Aterro Sanitário: obras da nova ETE em fase de conclusão
O complexo de cinco hectares do aterro sanitário de Pelotas ganhará dentro de 60 dias uma nova área de armazenamento e tratamento do lixo doméstico da cidade. Em ritmo intenso de trabalho, o Serviço Autônomo de Saneamento de Pelotas (Sanep) entra na fase de conclusão da nova Estação de Tratamento de Efluentes (ETE) que passará a receber cerca de 250 toneladas de resíduos diariamente.
No local, 22 pessoas trabalham 24 horas atendendo três frentes de atuação: o controle de dois módulos de depósito já desativados, a conclusão e o aterramento da área que atualmente está em atividade, e nas obras de finalização da nova ETE para tratar o churume (líquido originado da decomposição de resíduos orgânicos). Um investimento que deve ultrapassar os R$ 2 milhões entre o custo de operação e a obra de qualificação do novo espaço.
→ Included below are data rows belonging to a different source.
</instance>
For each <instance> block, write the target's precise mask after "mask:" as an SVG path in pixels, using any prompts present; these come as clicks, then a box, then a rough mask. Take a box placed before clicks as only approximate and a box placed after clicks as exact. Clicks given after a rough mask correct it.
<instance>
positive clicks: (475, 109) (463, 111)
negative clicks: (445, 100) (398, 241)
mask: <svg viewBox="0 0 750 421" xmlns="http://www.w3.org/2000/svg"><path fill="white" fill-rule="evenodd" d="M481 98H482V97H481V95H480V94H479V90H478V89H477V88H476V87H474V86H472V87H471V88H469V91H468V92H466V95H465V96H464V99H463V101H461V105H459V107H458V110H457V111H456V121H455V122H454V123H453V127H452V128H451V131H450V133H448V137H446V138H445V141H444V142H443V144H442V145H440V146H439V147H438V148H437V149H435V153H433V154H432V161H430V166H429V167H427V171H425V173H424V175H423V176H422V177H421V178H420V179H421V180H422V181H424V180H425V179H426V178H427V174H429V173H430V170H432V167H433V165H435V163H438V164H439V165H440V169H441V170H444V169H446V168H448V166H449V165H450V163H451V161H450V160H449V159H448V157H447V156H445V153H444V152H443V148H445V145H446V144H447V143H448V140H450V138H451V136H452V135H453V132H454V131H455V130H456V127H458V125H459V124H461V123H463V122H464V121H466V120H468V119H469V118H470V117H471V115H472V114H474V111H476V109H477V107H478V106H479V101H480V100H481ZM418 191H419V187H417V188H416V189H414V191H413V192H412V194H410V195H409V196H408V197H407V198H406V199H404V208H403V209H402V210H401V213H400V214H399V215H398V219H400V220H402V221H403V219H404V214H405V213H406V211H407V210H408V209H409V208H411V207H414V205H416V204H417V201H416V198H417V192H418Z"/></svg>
De acordo com o engenheiro-chefe do Departamento de Processamento de Lixo do Sanep, Edson Plá Monterosso, o projeto valorizou a expansão da área de coleta e a recuperação de espaço degradado – já utilizado anteriormente. “Nos preocupamos em ampliar a capacidade do aterro, mas sempre priorizando uma engenharia adequada e com o menor potencial possível de poluição. É o melhor”, destacou.
Fase da obras
A nova base do aterro já está praticamente concluída. No espaço que receberá o lixo a impermeabilização e a construção dos drenos para condução do churume aos filtros já estão prontos. O trabalho agora se concentra na construção dos canais que levarão o churume dos filtros à lagoa de contenção. A próxima etapa será a da construção dos ductos para a eliminação do gás metano. A obra teve início em dezembro de 2007 e a estimativa de Plá é que até o final de maio o local já esteja em condições de entrar em atividade. Há cerca de dez anos o Sanep atua no aterro sanitário utilizando toda a área com planejamento, controle e tratamento de resíduos.
Funcionalidade
Logo abaixo da nova base, o churume elaborado pelos resíduos será canalizado ao filtro anaeróbio de fluxo ascendente, onde fixa por cerca de 12 horas, na seqüência segue para o filtro aeróbio repousando por dois dias. Cada filtragem responde pela redução de 60% da carga orgânica do líquido. Depois segue para a caixa de passagem até a lagoa facultativa local em que recebe o tratamento por mais 88 dias.